#Gate广场五月交易分享 BTC's 24-hour trading volume on May 5th reached approximately $21.2 billion, with liquidity remaining at normal levels. The total cryptocurrency market cap is about $2.64 trillion, and BTC dominance stays around 58.2-58.5%, still below the 60%+ seen at the top of previous bull markets, but significantly higher than the end of last year.


Structural assessment: Over the past month, BTC has gained more than 17%, while ETH has increased over 13% during the same period, rebounding from a low of around $76,000 to above $81,000. The main driving forces are continuous inflows of ETF institutional funds and the accelerated implementation of the US crypto regulatory framework.
Today’s market is in the "final consolidation phase before the main upward wave"—but caution is needed when saying this: after BTC breaks $80K, some analysts directly warn that this rebound is "fragile," mainly because exchange stablecoin reserves have dropped significantly, indicating fewer available bullets in the market, and marginal buying power is weakening. Whether $80K can hold depends on whether new funds continue to enter.
BTC dominance signal: What does 58.5% dominance represent?

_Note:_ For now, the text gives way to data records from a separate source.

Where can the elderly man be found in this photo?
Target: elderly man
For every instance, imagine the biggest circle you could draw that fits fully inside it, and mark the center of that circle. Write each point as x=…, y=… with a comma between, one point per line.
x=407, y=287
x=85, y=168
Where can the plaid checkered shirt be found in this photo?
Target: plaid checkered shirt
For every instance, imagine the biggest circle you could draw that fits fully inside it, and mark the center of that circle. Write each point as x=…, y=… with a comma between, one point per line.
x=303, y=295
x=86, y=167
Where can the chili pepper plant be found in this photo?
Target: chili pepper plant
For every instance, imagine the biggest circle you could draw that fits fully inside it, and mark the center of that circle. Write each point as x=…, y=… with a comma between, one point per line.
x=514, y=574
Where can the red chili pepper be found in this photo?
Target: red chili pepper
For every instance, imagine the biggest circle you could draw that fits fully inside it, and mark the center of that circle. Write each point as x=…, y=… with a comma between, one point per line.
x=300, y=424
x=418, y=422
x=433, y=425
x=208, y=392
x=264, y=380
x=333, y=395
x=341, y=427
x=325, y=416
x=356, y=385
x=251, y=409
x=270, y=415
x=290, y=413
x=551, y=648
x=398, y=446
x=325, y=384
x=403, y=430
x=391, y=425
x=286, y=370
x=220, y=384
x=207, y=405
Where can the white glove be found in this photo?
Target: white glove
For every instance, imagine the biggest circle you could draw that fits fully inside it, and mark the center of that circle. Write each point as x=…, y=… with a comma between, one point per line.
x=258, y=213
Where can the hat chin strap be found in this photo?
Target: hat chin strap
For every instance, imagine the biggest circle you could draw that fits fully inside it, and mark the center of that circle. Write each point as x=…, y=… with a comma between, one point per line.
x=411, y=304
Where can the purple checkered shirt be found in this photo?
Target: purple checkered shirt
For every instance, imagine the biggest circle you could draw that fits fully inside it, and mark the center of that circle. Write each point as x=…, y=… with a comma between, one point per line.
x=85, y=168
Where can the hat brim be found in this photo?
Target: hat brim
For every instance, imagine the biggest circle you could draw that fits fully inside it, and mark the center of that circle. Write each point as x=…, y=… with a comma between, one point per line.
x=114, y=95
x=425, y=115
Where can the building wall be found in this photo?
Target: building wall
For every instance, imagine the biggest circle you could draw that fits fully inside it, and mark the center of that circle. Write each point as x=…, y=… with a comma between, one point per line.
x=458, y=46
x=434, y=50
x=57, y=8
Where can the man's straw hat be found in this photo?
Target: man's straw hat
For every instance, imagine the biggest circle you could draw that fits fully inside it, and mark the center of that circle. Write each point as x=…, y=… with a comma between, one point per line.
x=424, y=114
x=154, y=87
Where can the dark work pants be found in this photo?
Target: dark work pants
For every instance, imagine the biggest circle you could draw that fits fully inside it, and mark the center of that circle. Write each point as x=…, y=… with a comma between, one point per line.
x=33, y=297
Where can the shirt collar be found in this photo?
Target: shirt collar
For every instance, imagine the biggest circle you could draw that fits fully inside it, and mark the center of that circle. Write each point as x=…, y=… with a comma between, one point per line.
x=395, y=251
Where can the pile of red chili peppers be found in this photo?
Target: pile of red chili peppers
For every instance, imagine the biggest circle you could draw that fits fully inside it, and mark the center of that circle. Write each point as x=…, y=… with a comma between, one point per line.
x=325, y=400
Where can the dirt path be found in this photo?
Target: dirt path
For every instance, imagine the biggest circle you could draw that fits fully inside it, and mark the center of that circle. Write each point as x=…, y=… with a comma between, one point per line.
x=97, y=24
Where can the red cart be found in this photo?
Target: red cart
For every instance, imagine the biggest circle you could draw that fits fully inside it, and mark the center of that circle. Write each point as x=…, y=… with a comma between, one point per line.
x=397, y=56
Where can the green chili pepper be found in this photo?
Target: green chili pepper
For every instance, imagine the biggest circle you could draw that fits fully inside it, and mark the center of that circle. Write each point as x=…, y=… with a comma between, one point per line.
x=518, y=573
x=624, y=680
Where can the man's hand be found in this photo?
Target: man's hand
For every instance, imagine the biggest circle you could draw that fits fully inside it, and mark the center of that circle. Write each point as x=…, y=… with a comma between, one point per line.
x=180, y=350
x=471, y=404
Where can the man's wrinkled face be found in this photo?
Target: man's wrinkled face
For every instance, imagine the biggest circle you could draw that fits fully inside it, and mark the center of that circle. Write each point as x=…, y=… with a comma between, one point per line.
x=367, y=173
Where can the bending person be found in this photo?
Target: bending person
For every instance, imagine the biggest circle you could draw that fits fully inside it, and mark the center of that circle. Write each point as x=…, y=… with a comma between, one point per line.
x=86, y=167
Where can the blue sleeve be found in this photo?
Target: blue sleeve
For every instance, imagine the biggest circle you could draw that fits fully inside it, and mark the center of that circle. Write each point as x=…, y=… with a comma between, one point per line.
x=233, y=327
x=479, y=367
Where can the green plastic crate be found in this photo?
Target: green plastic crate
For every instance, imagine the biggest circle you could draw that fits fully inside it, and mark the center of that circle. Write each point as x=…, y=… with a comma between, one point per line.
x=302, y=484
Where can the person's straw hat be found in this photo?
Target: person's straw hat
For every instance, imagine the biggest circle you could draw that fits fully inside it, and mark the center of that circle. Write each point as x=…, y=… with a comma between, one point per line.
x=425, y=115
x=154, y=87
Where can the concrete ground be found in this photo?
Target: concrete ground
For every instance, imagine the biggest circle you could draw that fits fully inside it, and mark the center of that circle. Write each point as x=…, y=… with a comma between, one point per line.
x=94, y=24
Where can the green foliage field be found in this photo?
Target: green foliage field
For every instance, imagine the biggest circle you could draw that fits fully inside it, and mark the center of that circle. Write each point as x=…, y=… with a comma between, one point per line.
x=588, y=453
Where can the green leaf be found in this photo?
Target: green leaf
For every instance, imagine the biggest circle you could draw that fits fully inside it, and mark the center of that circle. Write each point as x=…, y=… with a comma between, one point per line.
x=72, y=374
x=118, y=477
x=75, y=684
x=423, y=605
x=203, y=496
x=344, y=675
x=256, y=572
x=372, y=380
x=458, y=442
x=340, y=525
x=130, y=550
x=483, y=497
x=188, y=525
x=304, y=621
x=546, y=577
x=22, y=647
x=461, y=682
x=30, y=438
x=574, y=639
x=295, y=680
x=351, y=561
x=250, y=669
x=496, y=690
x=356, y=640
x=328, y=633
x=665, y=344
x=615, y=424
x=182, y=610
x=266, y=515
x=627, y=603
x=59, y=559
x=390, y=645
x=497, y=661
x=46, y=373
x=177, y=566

Historically, this range usually corresponds to the mid-stage of BTC’s bull market main upward wave—BTC leads, while altcoins lag behind in catching up. Currently, the Altcoin Season Index is around 40-45, still far from the true "altcoin season" (index >75). Funds are still concentrated in BTC, not widely spreading into altcoins, which is both a safety margin and a reminder to altcoin investors: do not get ahead of BTC’s pace.
Spot vs. futures-driven: This is the most interesting structural anomaly in this cycle: BTC’s funding rate (Funding Rate) 30-day average is about -5%, which is rare in history—normally, during a bull market, the funding rate should be positive (longs pay shorts).
The current situation is: institutions are heavily long BTC through spot ETFs while simultaneously shorting in the futures market for arbitrage (Carry Trade / Delta Hedge), leading to a strange structure of "long spot + short futures."
This means: once the price breaks out and a short squeeze occurs, the forced liquidation of shorts will generate an extremely fierce rebound. But similarly, if spot ETF funds withdraw, the hedge protection from short positions will disappear, and the decline could happen very quickly.